Incertitude sur l'emploi : les chiffres nationaux et leurs implications pour Nanterre
Selon l'étude People at Work 2026 d'ADP Research, publiée cette année, seulement 26 % des salariés français se déclarent « totalement en sécurité » quant à la pérennité de leur emploi. Ce taux, légèrement supérieur aux moyennes mondiale et européenne, traduit néanmoins une angoisse diffuse sur le marché du travail. L'enquête a recueilli les réponses de 39 153 travailleurs dans 36 pays.
Pour une ville comme Nanterre, qui concentre sièges sociaux, tertiaire et activités technologiques, ce résultat interroge les employeurs locaux autant que les travailleurs : visibilité stratégique, politiques de formation et gestion des compétences deviennent des enjeux déterminants pour préserver l'emploi et l'attractivité du territoire.
Des écarts européens et des repères chiffrés
La France se place au-dessus de la moyenne mondiale et européenne mais reste loin d'un sentiment de sécurité majoritaire. ADP met en lumière des disparités entre pays, avec quelques exemples marquants.

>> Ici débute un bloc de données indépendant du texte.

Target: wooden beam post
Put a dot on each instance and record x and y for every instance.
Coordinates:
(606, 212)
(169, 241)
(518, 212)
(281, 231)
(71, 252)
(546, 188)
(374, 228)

| Pays / Ensemble | % de salariés se sentant totalement en sécurité |
|---|---|
| France | 26 % |
| Moyenne mondiale | 22 % |
| Moyenne européenne | 21 % |
| Autriche | 27 % |
| République tchèque | 12 % |
| Suède | 18 % |
Intelligence artificielle et compétences : le cœur de l'inquiétude
Le rapport met en exergue le rôle central des transformations technologiques, et en particulier de l'intelligence artificielle, qui modifie les tâches composant les emplois. Carlos Fontelas de Carvalho, président d'ADP en France et Europe centrale, souligne l'ampleur du phénomène :
« L’IA redéfinit le travail tâche par tâche. Elle crée de nouvelles catégories d’emplois tout en transformant en profondeur les métiers existants. »
Cette évolution a deux conséquences directes pour les salariés : la crainte de perdre son emploi et, corrélativement, l'interrogation sur l'adéquation durable de ses compétences. À Nanterre, où les bassins d'emploi mêlent grandes entreprises et PME innovantes, ces problématiques se traduisent déjà par une demande accrue de formations et de parcours de reconversion professionnelle.

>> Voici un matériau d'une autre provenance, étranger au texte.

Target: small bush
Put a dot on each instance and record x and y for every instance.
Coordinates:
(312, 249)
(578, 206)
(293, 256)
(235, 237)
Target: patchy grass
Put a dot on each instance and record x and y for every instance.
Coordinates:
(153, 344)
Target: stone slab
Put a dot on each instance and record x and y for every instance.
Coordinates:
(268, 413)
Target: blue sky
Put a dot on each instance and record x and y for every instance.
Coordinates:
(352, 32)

Ce que cela implique pour les entreprises et les pouvoirs publics locaux
ADP préconise que les employeurs « apportent davantage de visibilité » et investissent dans la formation continue pour accompagner les salariés. Pour la métropole et la municipalité de Nanterre, ces recommandations renvoient à des leviers d'action concrets :
- renforcer les partenariats entre entreprises, universités et centres de formation pour anticiper les compétences futures ;
- déployer des dispositifs de formation accessibles aux salariés en activité, notamment dans les secteurs en mutation ;
- favoriser la communication transparente des directions sur les transformations organisationnelles et technologiques.
Ces mesures visent à atténuer l'« anxiété » constatée par l'étude. Elles permettront aussi de préserver la compétitivité des entreprises locales en facilitant l'adaptation des effectifs aux nouveaux besoins du marché.
Un défi territorial : préserver l'employabilité à Nanterre
Le constat d'ADP doit inciter les acteurs locaux à coordonner leurs réponses. Entre le grand nombre de sièges sociaux présents sur la commune et l'implantation d'activités liées au numérique, Nanterre a tout intérêt à promouvoir des politiques de formation ciblées et continues pour limiter le risque de désalignement entre compétences disponibles et emplois offerts. À court et moyen terme, il s'agit autant de réduire l'incertitude ressentie par les salariés que d'anticiper les ruptures possibles sur le marché du travail.
Pour les Nanterriens, le message est clair : la sécurisation de l'emploi passe désormais autant par la stabilité du poste que par la capacité à évoluer professionnellement. Ce double enjeu place la formation et la transparence des employeurs au centre du débat local.